Though indeed I started playing with Meeseeks yesterday, as I found some articles online that complained about xmerls xpath performance.

So it’ll be Meeseeks for now.

Adzz · April 30, 2022, 6:03pm

Nice, incidentally I am working on speeding up and reducing the memory footprint of our XML parsing at work the moment. If I land on something I can share, though we may have different use cases.

brightball · April 30, 2022, 6:07pm

SAX parser is definitely what you’re reaching for.

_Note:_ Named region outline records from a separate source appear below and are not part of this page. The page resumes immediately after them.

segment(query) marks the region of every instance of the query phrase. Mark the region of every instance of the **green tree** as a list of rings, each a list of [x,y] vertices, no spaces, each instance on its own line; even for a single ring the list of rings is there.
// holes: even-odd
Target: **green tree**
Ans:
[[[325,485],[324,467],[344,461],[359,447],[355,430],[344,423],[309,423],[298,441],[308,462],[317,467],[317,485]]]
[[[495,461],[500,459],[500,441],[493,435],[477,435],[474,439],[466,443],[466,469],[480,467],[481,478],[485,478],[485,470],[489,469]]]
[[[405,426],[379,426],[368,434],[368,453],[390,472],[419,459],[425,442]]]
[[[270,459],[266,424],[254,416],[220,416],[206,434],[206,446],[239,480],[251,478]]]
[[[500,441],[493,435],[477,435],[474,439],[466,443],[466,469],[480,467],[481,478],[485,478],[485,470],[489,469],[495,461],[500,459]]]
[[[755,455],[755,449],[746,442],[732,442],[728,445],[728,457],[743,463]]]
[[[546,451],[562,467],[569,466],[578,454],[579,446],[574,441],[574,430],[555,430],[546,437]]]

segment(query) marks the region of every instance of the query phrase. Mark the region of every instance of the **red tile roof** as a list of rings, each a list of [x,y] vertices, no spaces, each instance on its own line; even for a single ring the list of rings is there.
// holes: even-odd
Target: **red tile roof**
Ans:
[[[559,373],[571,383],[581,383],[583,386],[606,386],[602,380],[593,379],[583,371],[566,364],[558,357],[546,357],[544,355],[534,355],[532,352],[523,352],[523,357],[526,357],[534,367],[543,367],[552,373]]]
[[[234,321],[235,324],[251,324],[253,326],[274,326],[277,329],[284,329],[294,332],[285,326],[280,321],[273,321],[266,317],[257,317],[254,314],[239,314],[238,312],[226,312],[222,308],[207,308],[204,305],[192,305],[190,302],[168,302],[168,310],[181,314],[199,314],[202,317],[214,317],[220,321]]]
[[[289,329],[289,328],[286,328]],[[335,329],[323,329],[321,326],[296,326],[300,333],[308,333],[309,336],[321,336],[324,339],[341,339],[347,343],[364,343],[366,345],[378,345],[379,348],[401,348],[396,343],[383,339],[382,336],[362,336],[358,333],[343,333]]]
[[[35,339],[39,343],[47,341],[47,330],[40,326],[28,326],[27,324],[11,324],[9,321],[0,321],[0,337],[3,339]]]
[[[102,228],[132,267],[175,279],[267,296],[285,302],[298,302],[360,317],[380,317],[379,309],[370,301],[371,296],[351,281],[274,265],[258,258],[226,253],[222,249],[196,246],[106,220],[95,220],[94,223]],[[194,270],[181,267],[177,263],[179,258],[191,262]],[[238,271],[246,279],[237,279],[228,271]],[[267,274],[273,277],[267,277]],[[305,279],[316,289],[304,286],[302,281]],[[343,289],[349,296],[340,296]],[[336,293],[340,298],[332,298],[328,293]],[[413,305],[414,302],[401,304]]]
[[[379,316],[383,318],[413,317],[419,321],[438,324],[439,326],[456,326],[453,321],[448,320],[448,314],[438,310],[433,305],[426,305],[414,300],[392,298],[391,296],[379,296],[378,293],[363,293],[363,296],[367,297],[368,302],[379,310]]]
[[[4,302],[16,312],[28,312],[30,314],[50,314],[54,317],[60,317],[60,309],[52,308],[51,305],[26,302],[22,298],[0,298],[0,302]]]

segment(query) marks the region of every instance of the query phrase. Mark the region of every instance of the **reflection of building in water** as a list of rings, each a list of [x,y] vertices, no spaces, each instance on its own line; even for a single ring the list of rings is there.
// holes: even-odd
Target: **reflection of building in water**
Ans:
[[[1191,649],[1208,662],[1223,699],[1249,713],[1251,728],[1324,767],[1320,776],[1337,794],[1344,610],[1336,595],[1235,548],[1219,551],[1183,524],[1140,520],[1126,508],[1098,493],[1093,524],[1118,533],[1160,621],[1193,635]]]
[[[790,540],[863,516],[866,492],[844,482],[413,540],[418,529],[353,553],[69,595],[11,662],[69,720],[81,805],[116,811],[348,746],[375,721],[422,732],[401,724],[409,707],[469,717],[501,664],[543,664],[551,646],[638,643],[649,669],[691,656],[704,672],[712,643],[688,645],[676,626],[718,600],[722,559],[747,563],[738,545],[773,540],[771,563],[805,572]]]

Adzz · April 30, 2022, 6:10pm

yea we are using saxy already

brightball · April 30, 2022, 6:20pm

In that case the only likely way to reduce the footprint is to try to clear out whatever is processed before you move to the next step. I’ve never done it before but I’ve thought about it a lot because I expected it might be a challenge with the copy on write approach.

Potentially send out pieces you’re working with to their own process so that the smaller chunks can easily be garbage collected?

Just speculating.

ityonemo · May 1, 2022, 8:19pm

One thing to look out for if you’re using ets tables to store binary fragments retrieved from the xml, you might be causing your source xmls to never get gc’d, since a fragment is just a offset+length on the original binary

Rich_Morin · May 2, 2022, 8:43pm

I find myself in violent agreement with NobbZ statement “trusting those external inputs to not spill my atom table, monitored or not, is out of the question.” I also wonder how many Elixir libraries (to say nothing of app-specific modules) are trusting external inputs not to crash the BEAM.

One of the most pleasant things about Elixir is that we don’t have to worry about all of the pitfalls introduced by thread programming. However, it strikes me that there may be a set of Elixir-specific pitfalls. Is there a “best practices” document that lays out potentially unsafe coding practices of this sort? If not, perhaps some of the smarter folks on the list could create one…

-r

cmo · May 2, 2022, 11:17pm

Slightly tangential but there is the efficiency guide.

https://www.erlang.org/doc/efficiency_guide/users_guide.html

voltone · May 3, 2022, 6:54am

crusso · May 3, 2022, 6:17pm

Very cool list of things to inspect and keep in mind. Interesting reading.

markholmes · May 4, 2022, 12:36am

I needed to parse large (1-3gb) XML documents with hundreds of thousands of records recently. My first attempt was using SweetXML and XPath but the memory consumption was very high, so I switched to ultimately switched to Saxy successfully. It was a bit confusing to get started, dealing with pretty complex XML files, but my solution ended up working well.

I’d be happy to go into greater detail if anyone’s interested, but just wanted to second using Saxy.

SweetXML was great for a smaller set of data, it just got unwieldy.

Adzz · May 6, 2022, 1:52pm

Just to call out you can use them in tandem - have your Saxy handler spit out xmerl and then you can use SweetXML to query into that.

Adzz · July 12, 2022, 1:17pm

Just to follow up with what we ended doing at work after a lot of research.

We now use the default Saxy handler to spit out simple form, then we use data_schema’s to query the simple form. We implemented our own querying for simple form - which was not to difficult to do in the end. (If you are interested I may be able to open source).

This means you can cast the strings in the XML into data values quickly, then traverse the results using Elixir functions rather than xpath.

Not using xmerl and SweetXML drastically reduced our memory impact (we are talking from 1gb to 80mb for large XMLs) and sped it all up by about 12 times.

On top of that I’ve also implemented a custom Saxy handler that will only create the intermediate simple_form representation for values that are required by a data schema. So you pass a schema to the saxy handler then Saxy only creates simple_form for the values that the schema wants.

This keeps the memory impact very low as it never spikes higher than what is required by the schema. It adds a little complexity though.